Generative AI, Imitation Learning, and the Automation of Tacit Knowledge

2024

Publication History:

“Generative AI, Imitation Learning, and the Automation of Tacit Knowledge.” A+U 646 (July 2024), 104-109 

The text posted here is a preprint draft and is significantly different from the published version. Please only cite from copy in print

 

My last book to date, Beyond Digital: Design and Automation at the End of Modernity, was published in the spring of 2023.  It was the third in a series of monographs on contemporary design and technology, similar in format and spirit, which I started writing some twenty years ago.  The Alphabet and the Algorithm, published in 2011, interpreted the rise of digital formalism in the 1990s as the extension—and finally the explosion—of the authorial, allographic way of building, by design and by notation, that was invented by Renaissance Humanists in Europe at the end of the Middle Ages.  The Second Digital Turn (2017), mostly inspired by experiments in computational design then ongoing at the Bartlett School of Architecture, where I started teaching in 2014, focused on Big Data and brute force computing as an alternative to the strategies of data compression and mathematical formalization that had been at the core of modern scientific method since its Galilean inception.  In that book I described the style of “excessive resolution,” or hypergranularity, then popular among computational designers, as the sign of a new, post-human technical logic at play; and while I did not mention artificial intelligence by name in that context, that’s because that term referred, back then, to the kind of computer science developed between the invention of the term itself, in 1956, and its demotion in the late 1970s and 1980s.

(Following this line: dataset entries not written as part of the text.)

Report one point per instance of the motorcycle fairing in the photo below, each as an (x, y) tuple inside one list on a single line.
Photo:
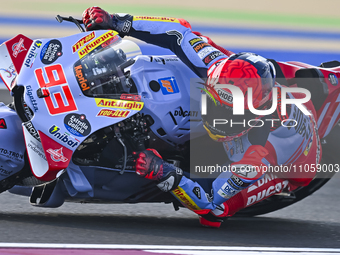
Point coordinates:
[(12, 55), (62, 115)]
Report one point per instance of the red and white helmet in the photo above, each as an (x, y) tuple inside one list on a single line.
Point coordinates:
[(242, 70)]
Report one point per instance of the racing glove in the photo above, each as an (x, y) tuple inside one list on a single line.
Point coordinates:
[(150, 165), (95, 18)]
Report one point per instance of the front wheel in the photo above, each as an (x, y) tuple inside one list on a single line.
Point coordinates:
[(330, 149)]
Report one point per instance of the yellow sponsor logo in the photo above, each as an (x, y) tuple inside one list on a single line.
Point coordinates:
[(183, 197), (82, 42), (96, 43), (164, 19), (195, 40), (121, 104), (113, 113)]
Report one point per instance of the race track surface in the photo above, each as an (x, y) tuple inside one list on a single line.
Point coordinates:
[(304, 30), (313, 222)]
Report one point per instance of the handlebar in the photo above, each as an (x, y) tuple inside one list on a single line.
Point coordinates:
[(71, 19)]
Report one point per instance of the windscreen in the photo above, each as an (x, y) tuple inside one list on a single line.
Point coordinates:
[(101, 72)]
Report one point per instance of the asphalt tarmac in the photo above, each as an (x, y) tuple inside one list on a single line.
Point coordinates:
[(313, 223)]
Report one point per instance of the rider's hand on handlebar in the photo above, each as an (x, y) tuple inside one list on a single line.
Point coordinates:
[(95, 18), (149, 164)]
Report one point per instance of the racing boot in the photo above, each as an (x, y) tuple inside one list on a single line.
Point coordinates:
[(150, 165), (214, 218)]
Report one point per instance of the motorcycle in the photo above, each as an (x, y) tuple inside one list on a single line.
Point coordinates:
[(86, 102)]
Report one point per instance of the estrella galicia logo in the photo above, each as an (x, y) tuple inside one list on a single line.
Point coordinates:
[(51, 51), (77, 124), (32, 54)]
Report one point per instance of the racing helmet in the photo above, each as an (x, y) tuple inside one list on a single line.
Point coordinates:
[(12, 143), (243, 70), (99, 73)]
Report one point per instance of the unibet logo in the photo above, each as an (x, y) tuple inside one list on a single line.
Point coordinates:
[(54, 130)]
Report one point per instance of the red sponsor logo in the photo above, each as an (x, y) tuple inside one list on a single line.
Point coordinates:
[(130, 97), (80, 78), (113, 113), (3, 124), (82, 42), (61, 100), (57, 155)]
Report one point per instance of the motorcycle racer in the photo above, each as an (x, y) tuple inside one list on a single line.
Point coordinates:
[(271, 145)]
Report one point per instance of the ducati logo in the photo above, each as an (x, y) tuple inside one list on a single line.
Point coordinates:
[(3, 124)]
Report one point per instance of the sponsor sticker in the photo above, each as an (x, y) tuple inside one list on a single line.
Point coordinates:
[(31, 56), (200, 46), (130, 97), (77, 124), (11, 154), (113, 113), (78, 71), (62, 137), (168, 85), (205, 52), (57, 155), (194, 41), (97, 42), (211, 57), (29, 93), (333, 79), (81, 42), (225, 96), (183, 113), (3, 124), (18, 47), (150, 18), (121, 104), (51, 51)]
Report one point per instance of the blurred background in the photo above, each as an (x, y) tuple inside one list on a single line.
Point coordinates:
[(303, 30)]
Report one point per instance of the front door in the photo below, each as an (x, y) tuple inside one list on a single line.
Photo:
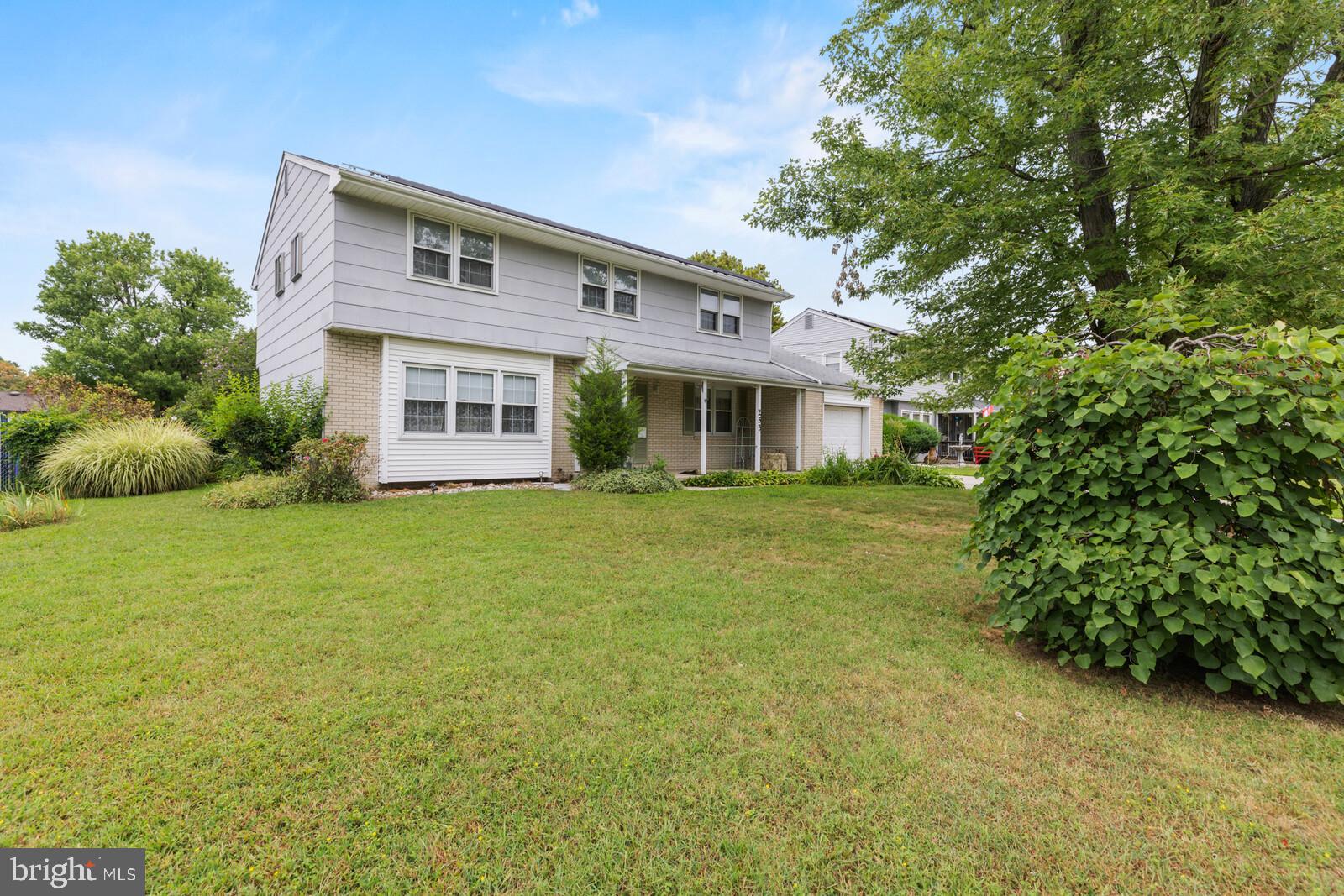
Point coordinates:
[(640, 453)]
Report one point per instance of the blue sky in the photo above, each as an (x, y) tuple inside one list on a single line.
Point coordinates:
[(654, 123)]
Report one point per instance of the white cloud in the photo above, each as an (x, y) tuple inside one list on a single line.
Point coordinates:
[(578, 11)]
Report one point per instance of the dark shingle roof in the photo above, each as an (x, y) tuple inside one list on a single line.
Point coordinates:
[(13, 402)]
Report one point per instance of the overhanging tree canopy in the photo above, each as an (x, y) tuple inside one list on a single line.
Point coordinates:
[(1035, 165)]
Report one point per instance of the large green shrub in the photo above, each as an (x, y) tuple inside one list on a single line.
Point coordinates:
[(1167, 497), (895, 469), (30, 437), (622, 481), (331, 469), (913, 438), (128, 457), (604, 414), (260, 426)]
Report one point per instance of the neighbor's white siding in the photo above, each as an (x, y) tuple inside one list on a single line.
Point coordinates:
[(420, 457)]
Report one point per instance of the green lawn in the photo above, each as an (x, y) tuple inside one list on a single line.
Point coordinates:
[(743, 691)]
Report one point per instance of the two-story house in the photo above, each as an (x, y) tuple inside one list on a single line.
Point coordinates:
[(826, 338), (448, 331)]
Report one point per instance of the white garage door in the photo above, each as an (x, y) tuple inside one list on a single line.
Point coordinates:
[(842, 430)]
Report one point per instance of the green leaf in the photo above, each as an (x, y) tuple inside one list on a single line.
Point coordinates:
[(1254, 665)]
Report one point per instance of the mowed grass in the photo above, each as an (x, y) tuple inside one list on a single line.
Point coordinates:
[(743, 691)]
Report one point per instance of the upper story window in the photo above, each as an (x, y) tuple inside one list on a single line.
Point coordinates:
[(477, 258), (719, 313), (434, 244), (609, 288), (296, 255), (280, 275)]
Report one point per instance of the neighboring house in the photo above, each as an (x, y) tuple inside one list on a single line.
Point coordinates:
[(448, 329), (826, 338), (13, 402)]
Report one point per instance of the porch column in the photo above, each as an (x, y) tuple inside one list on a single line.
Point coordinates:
[(797, 434), (705, 426), (759, 430)]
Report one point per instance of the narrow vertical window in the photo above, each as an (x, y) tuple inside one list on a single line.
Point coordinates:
[(709, 311), (732, 316), (296, 255), (432, 249)]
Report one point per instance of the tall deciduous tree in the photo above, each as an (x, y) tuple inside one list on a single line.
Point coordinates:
[(727, 261), (1034, 165), (118, 311)]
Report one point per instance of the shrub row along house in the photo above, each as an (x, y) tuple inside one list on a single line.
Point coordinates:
[(826, 338), (448, 329)]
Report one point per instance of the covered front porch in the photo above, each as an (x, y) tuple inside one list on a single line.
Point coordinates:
[(703, 425)]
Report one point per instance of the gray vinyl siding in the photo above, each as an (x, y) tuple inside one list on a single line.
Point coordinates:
[(827, 335), (289, 327), (537, 308)]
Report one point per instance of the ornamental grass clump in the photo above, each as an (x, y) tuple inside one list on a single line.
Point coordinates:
[(128, 457), (1167, 497)]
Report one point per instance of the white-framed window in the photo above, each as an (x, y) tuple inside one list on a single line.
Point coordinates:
[(432, 244), (296, 255), (719, 313), (425, 399), (280, 275), (609, 288), (476, 258), (924, 417), (519, 405), (475, 407), (721, 409)]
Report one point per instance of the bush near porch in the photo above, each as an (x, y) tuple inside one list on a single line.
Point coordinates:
[(1168, 499)]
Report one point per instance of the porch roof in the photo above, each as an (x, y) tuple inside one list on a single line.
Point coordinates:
[(783, 369)]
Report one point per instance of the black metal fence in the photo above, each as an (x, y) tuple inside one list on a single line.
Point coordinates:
[(8, 463)]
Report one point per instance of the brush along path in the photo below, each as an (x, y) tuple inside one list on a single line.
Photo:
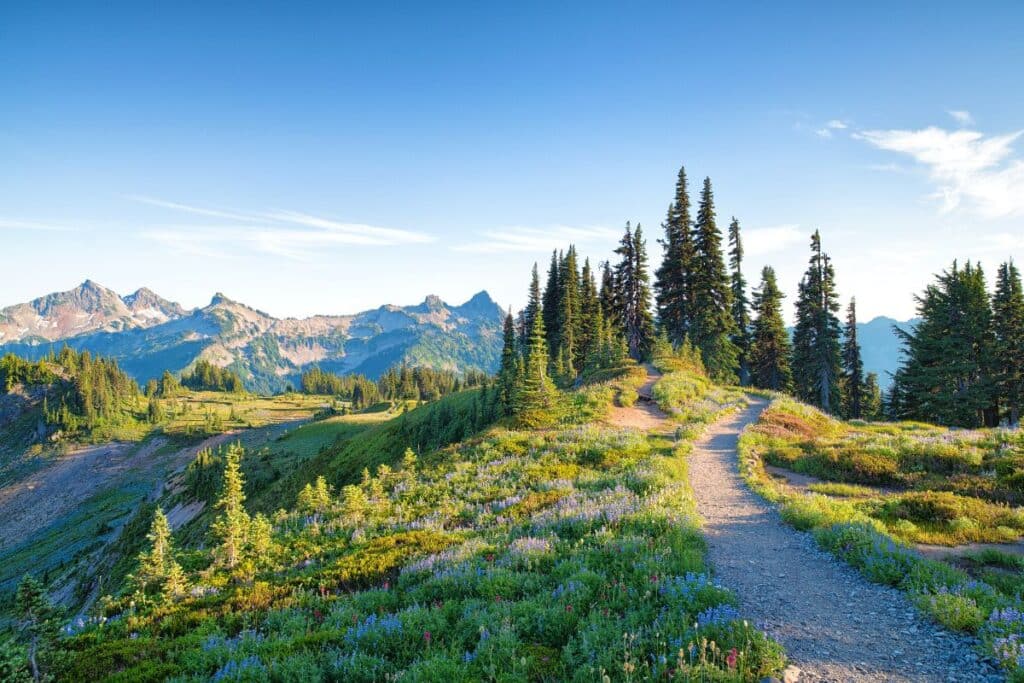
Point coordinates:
[(644, 414), (834, 624)]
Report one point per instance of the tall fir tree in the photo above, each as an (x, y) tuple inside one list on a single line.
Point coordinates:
[(816, 351), (508, 374), (871, 409), (672, 281), (568, 314), (537, 394), (608, 295), (1008, 326), (740, 302), (531, 310), (158, 566), (947, 371), (713, 327), (590, 313), (231, 526), (551, 305), (633, 293), (853, 368), (770, 341)]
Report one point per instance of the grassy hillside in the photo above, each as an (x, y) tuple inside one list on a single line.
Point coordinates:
[(569, 553), (873, 494)]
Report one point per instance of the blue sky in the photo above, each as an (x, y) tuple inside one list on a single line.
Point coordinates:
[(308, 158)]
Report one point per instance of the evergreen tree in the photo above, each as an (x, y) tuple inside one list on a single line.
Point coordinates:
[(551, 305), (740, 303), (590, 314), (673, 279), (232, 524), (158, 565), (816, 352), (770, 341), (38, 623), (536, 397), (633, 293), (871, 409), (1008, 326), (509, 371), (569, 312), (608, 295), (853, 368), (947, 371), (530, 311), (713, 327)]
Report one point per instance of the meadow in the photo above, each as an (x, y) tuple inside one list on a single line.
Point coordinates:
[(569, 553), (878, 493)]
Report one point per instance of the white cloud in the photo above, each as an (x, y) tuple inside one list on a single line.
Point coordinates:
[(967, 167), (289, 235), (521, 239), (759, 241), (32, 225), (826, 130), (962, 117)]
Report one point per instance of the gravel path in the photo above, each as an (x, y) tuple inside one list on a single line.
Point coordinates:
[(835, 625)]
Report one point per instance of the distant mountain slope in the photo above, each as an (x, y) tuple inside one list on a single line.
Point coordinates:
[(880, 347), (147, 335)]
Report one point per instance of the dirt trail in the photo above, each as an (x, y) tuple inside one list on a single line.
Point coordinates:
[(644, 414), (835, 625)]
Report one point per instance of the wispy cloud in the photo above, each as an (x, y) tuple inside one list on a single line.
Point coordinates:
[(966, 166), (759, 241), (829, 127), (521, 239), (33, 225), (962, 117), (289, 235)]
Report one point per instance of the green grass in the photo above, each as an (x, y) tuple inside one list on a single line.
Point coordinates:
[(571, 553), (872, 529)]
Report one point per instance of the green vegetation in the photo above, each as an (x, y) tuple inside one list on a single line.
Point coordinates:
[(207, 377), (400, 383), (568, 554), (927, 484), (965, 359)]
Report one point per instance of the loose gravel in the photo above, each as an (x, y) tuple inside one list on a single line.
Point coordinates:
[(835, 625)]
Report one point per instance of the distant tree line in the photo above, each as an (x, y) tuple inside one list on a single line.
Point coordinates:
[(964, 361), (698, 300), (207, 377), (82, 390), (398, 383)]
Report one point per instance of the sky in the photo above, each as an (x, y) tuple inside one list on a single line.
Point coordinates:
[(327, 158)]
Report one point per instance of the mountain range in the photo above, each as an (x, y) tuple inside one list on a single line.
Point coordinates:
[(147, 334)]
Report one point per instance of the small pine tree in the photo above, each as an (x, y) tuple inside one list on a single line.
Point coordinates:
[(740, 303), (713, 324), (816, 352), (509, 370), (853, 367), (1008, 326), (770, 341), (871, 409), (38, 624), (231, 526), (158, 566), (536, 395)]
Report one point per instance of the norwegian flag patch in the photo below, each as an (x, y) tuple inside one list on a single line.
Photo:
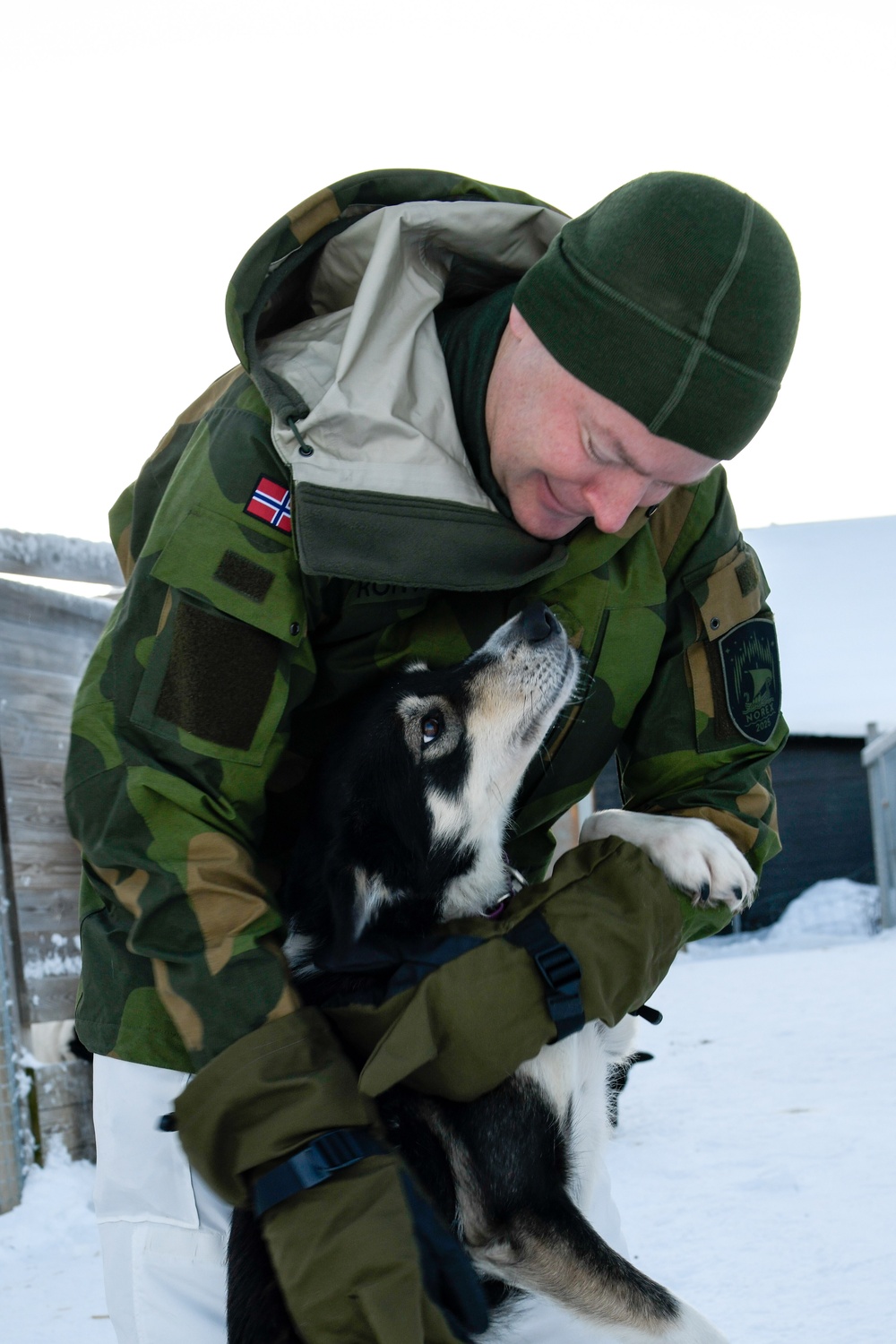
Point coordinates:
[(271, 503)]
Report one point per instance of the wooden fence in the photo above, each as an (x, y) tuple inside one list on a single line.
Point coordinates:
[(46, 639)]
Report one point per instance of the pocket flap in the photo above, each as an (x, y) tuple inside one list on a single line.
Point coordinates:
[(732, 593), (244, 574)]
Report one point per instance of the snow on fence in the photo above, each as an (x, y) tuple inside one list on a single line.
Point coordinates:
[(46, 639), (879, 758)]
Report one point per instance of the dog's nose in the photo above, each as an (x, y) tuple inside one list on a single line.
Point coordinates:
[(538, 623)]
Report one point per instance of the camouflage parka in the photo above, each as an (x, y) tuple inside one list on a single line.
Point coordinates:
[(314, 521)]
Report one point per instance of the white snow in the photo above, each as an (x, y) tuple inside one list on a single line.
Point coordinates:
[(754, 1164), (834, 607), (50, 1271)]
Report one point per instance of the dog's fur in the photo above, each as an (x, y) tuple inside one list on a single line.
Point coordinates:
[(408, 831)]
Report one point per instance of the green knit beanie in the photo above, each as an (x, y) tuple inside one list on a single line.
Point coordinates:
[(678, 298)]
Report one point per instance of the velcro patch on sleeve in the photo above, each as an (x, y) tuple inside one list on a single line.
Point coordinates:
[(220, 677), (751, 675)]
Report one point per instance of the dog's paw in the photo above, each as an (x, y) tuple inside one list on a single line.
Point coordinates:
[(694, 855)]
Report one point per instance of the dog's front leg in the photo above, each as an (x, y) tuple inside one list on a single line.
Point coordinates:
[(692, 854)]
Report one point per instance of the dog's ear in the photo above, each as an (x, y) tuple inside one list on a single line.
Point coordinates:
[(371, 895)]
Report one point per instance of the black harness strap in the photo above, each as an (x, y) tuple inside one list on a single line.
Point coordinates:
[(325, 1156), (559, 968)]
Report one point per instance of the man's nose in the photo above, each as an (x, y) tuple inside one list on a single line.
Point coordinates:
[(613, 497)]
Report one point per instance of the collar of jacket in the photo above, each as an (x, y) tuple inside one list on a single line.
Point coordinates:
[(362, 408)]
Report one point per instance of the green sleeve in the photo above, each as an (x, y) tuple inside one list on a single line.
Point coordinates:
[(681, 753), (179, 730)]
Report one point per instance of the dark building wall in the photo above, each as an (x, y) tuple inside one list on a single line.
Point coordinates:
[(823, 814)]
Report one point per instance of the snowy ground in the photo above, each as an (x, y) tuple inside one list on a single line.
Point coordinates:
[(754, 1164)]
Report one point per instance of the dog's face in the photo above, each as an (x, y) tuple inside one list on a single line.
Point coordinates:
[(418, 788)]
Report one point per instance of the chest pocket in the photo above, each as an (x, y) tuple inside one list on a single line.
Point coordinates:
[(616, 618), (218, 671), (732, 593)]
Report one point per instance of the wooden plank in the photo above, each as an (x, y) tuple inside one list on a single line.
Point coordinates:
[(51, 999), (45, 695), (35, 806), (34, 739), (51, 556), (45, 648), (64, 1107)]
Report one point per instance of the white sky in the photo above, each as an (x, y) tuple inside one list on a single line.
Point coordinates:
[(150, 145)]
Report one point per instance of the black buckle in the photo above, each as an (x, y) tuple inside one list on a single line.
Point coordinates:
[(559, 968), (312, 1166)]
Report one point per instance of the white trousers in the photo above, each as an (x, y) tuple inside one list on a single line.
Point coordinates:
[(164, 1233)]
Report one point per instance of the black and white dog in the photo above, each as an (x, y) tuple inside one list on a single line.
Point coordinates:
[(406, 831)]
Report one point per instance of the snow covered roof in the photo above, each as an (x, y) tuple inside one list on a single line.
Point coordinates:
[(833, 591)]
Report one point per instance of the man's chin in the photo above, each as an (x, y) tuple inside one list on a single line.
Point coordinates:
[(538, 519)]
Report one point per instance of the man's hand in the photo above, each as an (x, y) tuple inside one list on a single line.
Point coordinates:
[(363, 1260), (360, 1257)]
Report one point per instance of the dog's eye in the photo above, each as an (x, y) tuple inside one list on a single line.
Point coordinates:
[(430, 728)]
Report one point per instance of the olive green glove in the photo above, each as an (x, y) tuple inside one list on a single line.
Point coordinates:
[(360, 1258), (468, 1024)]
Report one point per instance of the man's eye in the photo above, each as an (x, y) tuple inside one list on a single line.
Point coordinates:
[(430, 728)]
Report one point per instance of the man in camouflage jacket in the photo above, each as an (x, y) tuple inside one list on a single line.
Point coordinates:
[(358, 494)]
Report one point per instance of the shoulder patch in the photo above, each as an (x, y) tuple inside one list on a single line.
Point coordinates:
[(751, 674), (271, 504)]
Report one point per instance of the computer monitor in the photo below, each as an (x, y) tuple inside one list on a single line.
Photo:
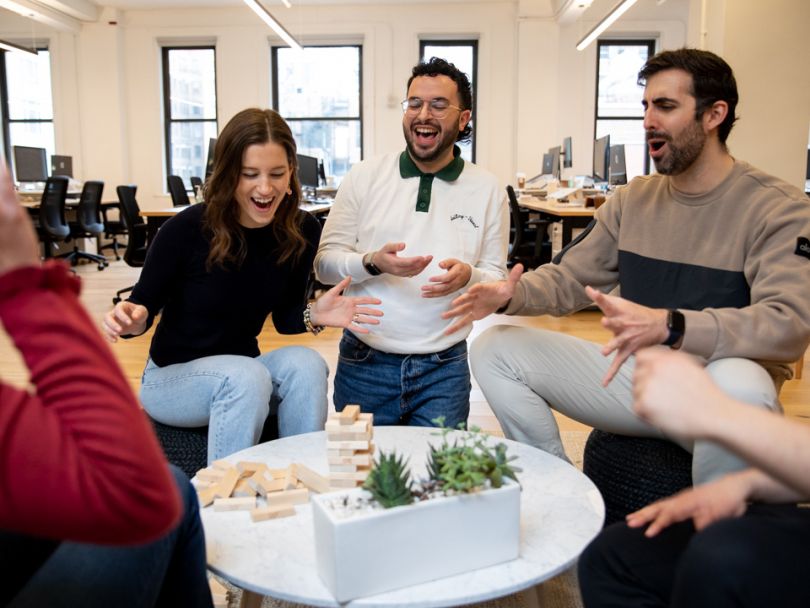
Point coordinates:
[(567, 153), (601, 158), (308, 171), (209, 162), (30, 164), (618, 167), (61, 165), (555, 160)]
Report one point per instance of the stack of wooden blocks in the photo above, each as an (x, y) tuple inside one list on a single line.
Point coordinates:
[(238, 487), (350, 448)]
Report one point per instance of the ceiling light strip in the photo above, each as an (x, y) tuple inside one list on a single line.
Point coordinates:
[(265, 16), (10, 46), (618, 10)]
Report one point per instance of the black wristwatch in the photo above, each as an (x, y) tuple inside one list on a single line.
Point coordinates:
[(370, 266), (676, 324)]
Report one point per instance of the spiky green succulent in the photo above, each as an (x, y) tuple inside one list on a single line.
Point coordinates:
[(390, 481)]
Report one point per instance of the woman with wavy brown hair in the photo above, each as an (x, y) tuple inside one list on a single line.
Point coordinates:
[(214, 273)]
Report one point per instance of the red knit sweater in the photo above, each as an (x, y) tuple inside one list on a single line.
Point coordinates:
[(78, 459)]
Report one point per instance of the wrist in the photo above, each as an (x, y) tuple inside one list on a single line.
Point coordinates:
[(370, 266)]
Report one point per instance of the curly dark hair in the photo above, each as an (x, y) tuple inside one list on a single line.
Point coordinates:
[(712, 80), (437, 66), (249, 127)]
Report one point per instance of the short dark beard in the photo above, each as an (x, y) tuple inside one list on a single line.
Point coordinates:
[(685, 153), (448, 140)]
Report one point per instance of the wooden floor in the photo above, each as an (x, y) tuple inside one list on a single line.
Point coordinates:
[(100, 286)]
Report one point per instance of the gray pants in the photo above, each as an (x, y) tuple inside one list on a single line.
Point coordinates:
[(525, 373)]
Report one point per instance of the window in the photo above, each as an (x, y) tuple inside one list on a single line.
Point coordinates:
[(464, 55), (190, 109), (27, 105), (618, 99), (318, 92)]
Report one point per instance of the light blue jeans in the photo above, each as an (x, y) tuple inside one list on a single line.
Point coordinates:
[(232, 395)]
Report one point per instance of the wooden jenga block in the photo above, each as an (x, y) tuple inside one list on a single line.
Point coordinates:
[(243, 488), (357, 459), (356, 475), (311, 479), (290, 480), (288, 497), (349, 414), (243, 503), (205, 496), (259, 482), (247, 468), (272, 512), (222, 465), (210, 474), (348, 445), (227, 483), (364, 436)]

I started writing Beyond Digital in the months preceding the Covid-19 pandemic, and I wrote most of it during the first pandemic winter of 2020-21, profiting from the time and concentration that the elimination of all travel, and most human interaction, then induced and seconded.  As a result, that book included perhaps more historiographic research than other recent works of mine, but its main subject had been conceived in pre-pandemic times and was already fully developed when the pandemic struck: the next frontier of computational design, I then argued—and I was in good company—would have to tackle construction and fabrication, and deal somehow with the delivery of actual buildings.  The reasoning behind that assumption was, and remains, somewhat self-evident: computational design tools are already way more advanced that the fabrication tools at our disposal; as a result, the “fabrication gap”—the distance between what we notate and calculate, and what we can build, keeps growing.  Therefore, one would argue, it is high time to shift at least some of our technical prowess from the images we create on the screen to the stuff we can make on site—from bits to atoms.  This shift is made even more urgent by the impending climate crisis, by environmental requirements, and by the divergence between the costs of what we build and current social demand, which—across all nations, people, and places—is today, mostly, for affordable housing.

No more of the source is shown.